The only “good” news here is that even more of San Francisco’s residents — as much as 43 percent, this past November — are voting with their feet to leave high rents and homeless encampments behind, keeping Gotham from having the nation’s most troubling record. Yet taken together, New York and San Francisco account for most of the nation’s spike in moves away from cities.
The Fannie Mae paper, in an understated, academic way, makes clear this change in preference could be permanent. “First-time buyers may have chosen to accelerate their moving timelines, from renting to owning, as a result of the pandemic.”
What’s more, the “pandemic experience of working in a lower housing cost area likely appealed to many workers, and it may be a lifestyle benefit they plan to maintain, thereby attenuating any potential ‘return to the cities’ phenomenon.”
This is no small matter for those who love New York and root for its rebirth. Like any healthy neighborhood, urban or suburban, continued vitality requires what housing experts call replacement demand. When someone moves out, the neighborhood needs someone to move in — lest property values and property-tax revenue collapse. (See: The Bronx, South, 1970-1980.)
Fannie Mae zeroes in on what it will take for New York, even including Manhattan, to avoid that fate. “To the extent that large metro areas maintain the amenity values that drew people to them in the first place, we may expect people to flock back to these areas once the pandemic subsides.”
That’s a pretty big “if.” And it will require more than reopening Broadway for tourists.
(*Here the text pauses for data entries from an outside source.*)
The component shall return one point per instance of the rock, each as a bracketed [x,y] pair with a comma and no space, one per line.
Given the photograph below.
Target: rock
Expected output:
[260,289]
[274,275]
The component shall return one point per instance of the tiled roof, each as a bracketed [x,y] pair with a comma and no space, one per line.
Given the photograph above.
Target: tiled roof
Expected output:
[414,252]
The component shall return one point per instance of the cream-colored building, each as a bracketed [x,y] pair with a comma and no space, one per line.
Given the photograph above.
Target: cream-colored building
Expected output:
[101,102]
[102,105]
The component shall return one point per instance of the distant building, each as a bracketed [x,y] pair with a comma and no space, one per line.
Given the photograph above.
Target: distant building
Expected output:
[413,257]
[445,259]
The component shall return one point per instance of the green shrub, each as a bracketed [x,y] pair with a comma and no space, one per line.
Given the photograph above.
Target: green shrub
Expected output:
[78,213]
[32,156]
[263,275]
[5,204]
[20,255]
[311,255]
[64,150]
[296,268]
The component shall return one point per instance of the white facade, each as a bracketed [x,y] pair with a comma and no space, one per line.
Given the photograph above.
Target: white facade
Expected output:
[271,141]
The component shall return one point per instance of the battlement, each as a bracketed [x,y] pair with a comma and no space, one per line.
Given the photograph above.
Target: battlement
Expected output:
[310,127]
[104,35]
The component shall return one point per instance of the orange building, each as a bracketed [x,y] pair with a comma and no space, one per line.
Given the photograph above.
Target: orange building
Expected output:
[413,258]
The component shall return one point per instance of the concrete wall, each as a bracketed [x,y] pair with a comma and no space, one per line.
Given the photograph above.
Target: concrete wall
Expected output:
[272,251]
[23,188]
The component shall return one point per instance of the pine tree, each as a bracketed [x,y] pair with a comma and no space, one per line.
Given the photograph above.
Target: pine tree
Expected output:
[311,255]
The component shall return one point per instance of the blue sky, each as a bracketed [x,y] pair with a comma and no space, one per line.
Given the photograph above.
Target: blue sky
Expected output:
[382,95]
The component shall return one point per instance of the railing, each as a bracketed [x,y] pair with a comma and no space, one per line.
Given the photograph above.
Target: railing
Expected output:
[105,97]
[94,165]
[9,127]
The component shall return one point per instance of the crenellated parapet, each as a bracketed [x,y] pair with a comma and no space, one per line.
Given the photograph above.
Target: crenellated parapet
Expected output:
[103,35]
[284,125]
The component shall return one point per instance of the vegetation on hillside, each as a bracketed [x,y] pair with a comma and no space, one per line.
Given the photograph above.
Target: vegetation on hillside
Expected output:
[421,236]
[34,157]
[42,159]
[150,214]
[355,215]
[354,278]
“Amenity values” must include a city where random street attacks are not the norm, where subways are not only clean but safe, where the gunplay of gang members doesn’t kill bystanders walking home from work.
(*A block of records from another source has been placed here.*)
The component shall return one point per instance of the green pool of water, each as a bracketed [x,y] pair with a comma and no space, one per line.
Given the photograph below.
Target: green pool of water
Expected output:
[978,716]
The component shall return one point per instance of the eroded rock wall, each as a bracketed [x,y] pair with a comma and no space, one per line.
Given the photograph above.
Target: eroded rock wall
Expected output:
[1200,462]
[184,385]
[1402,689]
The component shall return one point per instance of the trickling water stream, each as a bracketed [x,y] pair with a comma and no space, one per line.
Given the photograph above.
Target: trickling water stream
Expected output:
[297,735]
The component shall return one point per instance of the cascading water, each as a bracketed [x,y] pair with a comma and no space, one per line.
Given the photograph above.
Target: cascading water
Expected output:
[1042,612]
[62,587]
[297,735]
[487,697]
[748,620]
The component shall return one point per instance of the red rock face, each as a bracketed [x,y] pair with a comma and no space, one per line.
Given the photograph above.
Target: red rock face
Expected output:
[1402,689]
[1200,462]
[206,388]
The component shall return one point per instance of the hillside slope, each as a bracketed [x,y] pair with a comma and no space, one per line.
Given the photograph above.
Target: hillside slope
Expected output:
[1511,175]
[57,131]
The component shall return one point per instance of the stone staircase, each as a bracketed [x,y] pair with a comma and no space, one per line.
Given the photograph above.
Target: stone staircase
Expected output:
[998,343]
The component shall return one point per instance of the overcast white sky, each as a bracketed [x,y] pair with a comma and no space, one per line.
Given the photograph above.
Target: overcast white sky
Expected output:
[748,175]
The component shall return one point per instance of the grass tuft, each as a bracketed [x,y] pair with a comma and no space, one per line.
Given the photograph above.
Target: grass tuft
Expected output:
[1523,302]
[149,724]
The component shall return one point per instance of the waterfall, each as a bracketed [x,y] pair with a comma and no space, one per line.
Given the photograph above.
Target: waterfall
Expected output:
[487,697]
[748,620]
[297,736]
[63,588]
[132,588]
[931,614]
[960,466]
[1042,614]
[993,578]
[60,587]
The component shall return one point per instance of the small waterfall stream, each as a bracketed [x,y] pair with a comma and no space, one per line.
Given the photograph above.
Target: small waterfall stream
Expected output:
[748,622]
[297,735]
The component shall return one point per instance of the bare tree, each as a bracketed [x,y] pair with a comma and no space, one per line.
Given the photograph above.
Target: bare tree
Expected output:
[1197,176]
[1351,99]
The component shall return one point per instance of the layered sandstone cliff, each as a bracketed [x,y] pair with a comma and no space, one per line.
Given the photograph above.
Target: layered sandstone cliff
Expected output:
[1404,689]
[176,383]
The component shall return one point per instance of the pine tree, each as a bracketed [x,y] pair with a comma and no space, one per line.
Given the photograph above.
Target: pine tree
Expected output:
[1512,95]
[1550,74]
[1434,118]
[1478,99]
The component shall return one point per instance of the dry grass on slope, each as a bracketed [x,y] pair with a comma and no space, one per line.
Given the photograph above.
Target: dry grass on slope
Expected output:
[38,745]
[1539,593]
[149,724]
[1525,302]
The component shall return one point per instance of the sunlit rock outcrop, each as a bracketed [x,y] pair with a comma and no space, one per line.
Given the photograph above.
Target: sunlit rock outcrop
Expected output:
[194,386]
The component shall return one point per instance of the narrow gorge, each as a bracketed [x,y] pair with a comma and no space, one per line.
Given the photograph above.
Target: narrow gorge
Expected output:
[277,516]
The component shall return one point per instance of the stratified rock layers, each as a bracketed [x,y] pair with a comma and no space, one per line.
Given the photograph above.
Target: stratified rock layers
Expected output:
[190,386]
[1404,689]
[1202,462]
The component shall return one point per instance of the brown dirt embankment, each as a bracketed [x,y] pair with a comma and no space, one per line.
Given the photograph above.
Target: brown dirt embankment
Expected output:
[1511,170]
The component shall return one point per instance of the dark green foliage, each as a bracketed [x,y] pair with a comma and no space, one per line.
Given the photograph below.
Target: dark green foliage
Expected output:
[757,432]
It means clearing the street of the “homeless” — and not just crowding them into shelters. For good measure, one might add property-tax reform, so residential buyers don’t face sticker shock.
We must face the fact that New York, so long a magnet, has reversed its polarity: It’s now pushing people away, instead of attracting them. It finds itself in a competition with areas it once ribbed as “flyover” country. And, right now, New York City is losing.
Howard Husock is an adjunct scholar at the American Enterprise Institute and a contributing editor of City Journal.